PatchIsland is a system that integrates multiple LLM agents into continuous fuzzing pipelines to automate vulnerability repair, significantly improving repair coverage and robustness in noisy, real-world environments.

Contribution

It introduces a novel ensemble of LLM agents and a two-phase deduplication method tailored for continuous fuzzing, enabling effective autonomous vulnerability repair.

Findings

Repaired 84 out of 92 vulnerabilities internally.

Achieved 72.1% repair rate in the AIxCC competition.

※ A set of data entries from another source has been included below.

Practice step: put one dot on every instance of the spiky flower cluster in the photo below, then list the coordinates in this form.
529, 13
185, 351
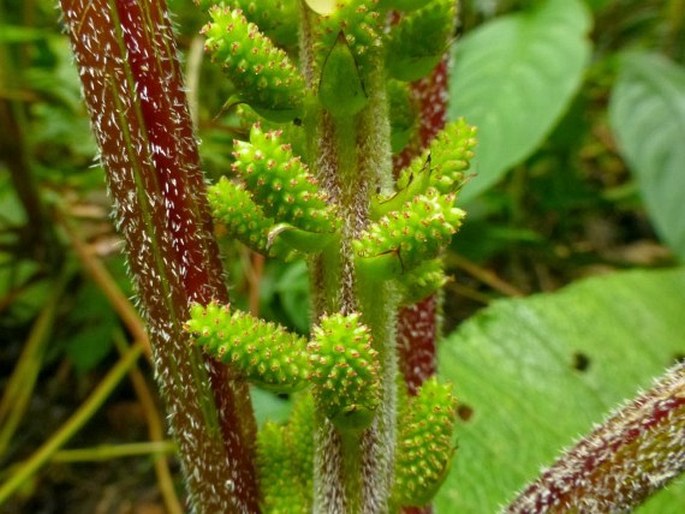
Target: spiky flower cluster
402, 240
345, 370
232, 205
285, 460
353, 69
281, 183
263, 73
265, 353
425, 444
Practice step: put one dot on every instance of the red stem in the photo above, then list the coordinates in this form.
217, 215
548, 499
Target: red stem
126, 54
635, 452
417, 324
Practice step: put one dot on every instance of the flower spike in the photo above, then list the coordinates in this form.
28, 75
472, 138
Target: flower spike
281, 184
263, 352
402, 240
345, 371
425, 444
244, 219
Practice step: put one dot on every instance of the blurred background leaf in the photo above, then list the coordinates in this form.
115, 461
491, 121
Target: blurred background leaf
533, 374
648, 117
513, 78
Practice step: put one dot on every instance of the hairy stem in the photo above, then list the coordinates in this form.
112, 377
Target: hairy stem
126, 55
636, 452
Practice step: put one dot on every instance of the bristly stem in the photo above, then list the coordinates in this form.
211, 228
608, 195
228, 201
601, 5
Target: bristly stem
636, 452
126, 54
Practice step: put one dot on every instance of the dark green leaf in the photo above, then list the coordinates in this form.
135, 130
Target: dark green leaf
648, 117
533, 374
513, 78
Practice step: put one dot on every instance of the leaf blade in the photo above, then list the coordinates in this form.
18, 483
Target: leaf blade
513, 78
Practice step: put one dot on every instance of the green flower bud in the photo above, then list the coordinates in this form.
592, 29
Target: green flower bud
244, 219
263, 352
263, 73
285, 460
345, 371
402, 240
425, 444
281, 184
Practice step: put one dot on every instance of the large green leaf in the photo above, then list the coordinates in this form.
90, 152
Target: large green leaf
513, 78
647, 113
538, 372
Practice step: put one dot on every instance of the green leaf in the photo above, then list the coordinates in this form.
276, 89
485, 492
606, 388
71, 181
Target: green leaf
513, 78
647, 113
533, 374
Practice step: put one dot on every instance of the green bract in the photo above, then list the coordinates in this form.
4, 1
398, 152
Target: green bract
425, 444
263, 352
341, 90
416, 44
345, 371
281, 184
263, 73
361, 24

Operated fully autonomously without human intervention.

Abstract

Continuous fuzzing platforms such as OSS-Fuzz uncover large numbers of vulnerabilities, yet the subsequent repair process remains largely manual. Unfortunately, existing Automated Vulnerability Repair (AVR) techniques -- including recent LLM-based systems -- are not directly applicable to continuous fuzzing. This is because these systems are designed and evaluated on a static, single-run benchmark setting, making them ill-suited for the diverse, noisy, and failure-prone environments in continuous fuzzing. To address these issues, we introduce PatchIsland, a system for Continuous Vulnerability Repair (CVR) that tightly integrates with continuous fuzzing pipelines. PatchIsland employs an ensemble of diverse LLM agents. By leveraging multiple LLM agents, PatchIsland can cover a wider range of settings (e.g., different projects, bug types, and programming languages) and also improve operational robustness. In addition, PatchIsland utilizes a two-phase patch-based deduplication to mitigate duplicate crashes and patches, which can be problematic in continuous fuzzing. In our internal evaluation, PatchIsland repaired 84 of 92 vulnerabilities, demonstrating strong repair capability. In the official AIxCC competition, the system operated with no human intervention in a fully autonomous environment and successfully patched 31 out of 43 vulnerabilities, achieving a repair rate of 72.1\%.